Wie Kabel in 300 Meter Tiefe vergraben werden

Auf dem Schiff namens „Monna Lisa“ wird das rund 30 Zentimeter dicke Kabel in zwei Kreisen aufgeschichtet, seine Umhüllung besteht inzwischen nicht mehr nur aus Polyethylen, sondern auch aus Blei und Stahl. In zwei Kreisen in der Höhe von Mehrfamilienhäusern lastet das Kabel mit einem Gewicht von 17.000 Tonnen auf dem Schiff. Wenn die „Monna Lisa“ dann ablegt, wartet die nächste Schwierigkeit: Kabel herzustellen, die jahrzehntelang auf dem Meeresgrund Hochspannungsstrom übertragen, ist eine Sache – die andere ist, sie auf der richtigen Trasse bis zu 2000 Meter unter der Meeresoberfläche zu verlegen.

Einsatzbereit: Kabelspezialschiff „Monna Lisa“
Einsatzbereit: Kabelspezialschiff „Monna Lisa“Christian Schubert

In großen Tiefen werden sie einfach auf dem Grund abgelegt, denn dort stören sie niemanden und gelten als sicher vor Saboteuren. 300 bis 400 Meter unter dem Meeresspiegel dagegen, wo auch kein Taucher mehr hinkommen kann, vergraben die Kabelleger zumeist ihre Ware. Im Fall der „Monna Lisa“ vor der finnischen Küste, geschieht das über einen besonderen Pflug, den das Schiff auf dem Meeresgrund hinter sich herzieht. Auf sandigem Boden gräbt sich das Gefährt mit seinem Gewicht von 47 Tonnen bis zu drei Meter tief durch den Meeresgrund, es zieht gleichzeitig das Kabel hinter sich her und drückt es in die Furche. Wenn der Boden weich ist, schließt er sich hinter dem Pflug wieder und bedeckt so das Kabel. Bei Gestein und Felsen werden Fräsen und Bohrer eingesetzt. Und es gibt auch Techniken, bei denen das Kabel mit Steinen bedeckt wird, die vom Schiff durch ein Rohr herunterfallen.

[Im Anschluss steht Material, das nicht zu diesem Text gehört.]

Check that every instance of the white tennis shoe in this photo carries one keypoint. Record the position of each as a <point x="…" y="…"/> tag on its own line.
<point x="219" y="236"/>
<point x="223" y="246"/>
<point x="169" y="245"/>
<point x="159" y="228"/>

So zumindest sieht das Vorgehen in jüngerer Zeit zumeist aus. Doch alles ist eine Kostenfrage, und es gibt auch noch viele ältere Kabel, die in niedrigeren Tiefen ungeschützt auf dem Meeresgrund liegen und daher nicht nur von Saboteuren, sondern auch von Ankern oder Schleppnetzen der Fischer beschädigt werden können. Allgemein gelten Telekom-Netze als verletzlicher als Stromkabel, denn sie werden aus Kostengründen selten eingegraben und von weniger dicken Schutzschichten umhüllt.

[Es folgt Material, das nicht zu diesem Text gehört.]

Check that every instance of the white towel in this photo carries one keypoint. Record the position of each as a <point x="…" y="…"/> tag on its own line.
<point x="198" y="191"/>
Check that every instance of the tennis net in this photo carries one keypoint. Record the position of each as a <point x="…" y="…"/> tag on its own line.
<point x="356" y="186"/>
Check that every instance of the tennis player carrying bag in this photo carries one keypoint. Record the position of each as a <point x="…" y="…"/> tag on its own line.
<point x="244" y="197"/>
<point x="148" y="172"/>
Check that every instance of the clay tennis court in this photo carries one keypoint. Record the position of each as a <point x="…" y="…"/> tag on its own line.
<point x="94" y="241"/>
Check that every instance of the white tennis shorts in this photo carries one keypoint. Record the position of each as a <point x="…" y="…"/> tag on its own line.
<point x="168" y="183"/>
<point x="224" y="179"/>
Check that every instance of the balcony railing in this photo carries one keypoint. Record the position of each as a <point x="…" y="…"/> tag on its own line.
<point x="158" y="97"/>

EU: Für die Sicherheit muss mehr getan werden

Die EU-Kommission hat die Telekom- und Energiebranche nun aufgefordert, sich stärker um die Sicherheitsfragen zu kümmern. Mit Sorge beobachtet sie, dass etwa im Februar vor Taiwan Kommunikationskabel durchtrennt wurden, möglicherweise von China. Und Russland hat schon bei der Eroberung der Krim vor mehr als zehn Jahren gezeigt, dass es durch das Kappen von Unterwasserleitungen auch die Hoheit über die Kommunikation gewinnen kann. „Das Bewusstsein steigt, dass wir eine strategische Branche sind“, sagt der Vorstandsvorsitzende des Kabelherstellers und -Verlegers Prysmian, Massimo Battaini, im Gespräch mit der F.A.Z..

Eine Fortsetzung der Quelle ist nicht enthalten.